The two teams host their vintage base ball games at Dan Lyon Field in Heritage Village Museum – a period village located in Sharon Woods Park, just north of Cincinnati, OH. The Village offers a truly appropriate backdrop for the vintage game, and has become one of the finest spots to view a game in the vintage sport. They also travel the region and Midwest to play other vintage ball teams, and often at historical venues, museums or period-themed events, having played ball at such landmarks as Cooperstown, Gettysburg, The Hermitage, Greenfield Village at The Henry Ford, several Civil War reenactments, and even Great American Ballpark, home of the MLB Cincinnati Reds.
Today, the Cincinnati Buckeyes have embraced their underdog past and thrive playing in the shadow of their better-known rivals.
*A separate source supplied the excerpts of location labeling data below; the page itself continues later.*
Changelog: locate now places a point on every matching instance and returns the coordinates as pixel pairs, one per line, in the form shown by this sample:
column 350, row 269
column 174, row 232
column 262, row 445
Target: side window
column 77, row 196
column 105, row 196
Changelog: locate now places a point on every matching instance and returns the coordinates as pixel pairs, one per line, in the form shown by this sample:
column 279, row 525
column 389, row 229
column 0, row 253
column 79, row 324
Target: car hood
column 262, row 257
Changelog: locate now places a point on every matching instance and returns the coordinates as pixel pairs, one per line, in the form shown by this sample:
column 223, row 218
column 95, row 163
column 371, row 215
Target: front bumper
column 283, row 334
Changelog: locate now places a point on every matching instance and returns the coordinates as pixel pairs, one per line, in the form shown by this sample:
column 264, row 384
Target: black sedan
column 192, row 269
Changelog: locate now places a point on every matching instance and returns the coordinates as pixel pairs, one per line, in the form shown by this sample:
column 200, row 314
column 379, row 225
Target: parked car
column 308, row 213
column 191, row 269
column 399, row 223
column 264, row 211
And with vintage base ball being an amateur sport, the Buckeyes hold an even candle with their red-legged brothers. The two teams test this out at the end of every September when they compete for the coveted Trophy Ball, where the record is fairly even.
So please… Come out and catch the Cincinnati Buckeyes in action this Spring and Summer!
* The only thing known for certain about the Cincinnati Buckeye uniforms were that they featured an Old-English “B” on a shield, as no known photos of the team exist. In 2001, it was decided to use blue as the primary color for the vintage team, along with slacks, to differentiate from the Red Stockings team. However, later research suggested the original Buckeyes probably copied the knickerbocker style of their rivals in 1869 (as did many other teams), and may have used crimson stockings as well.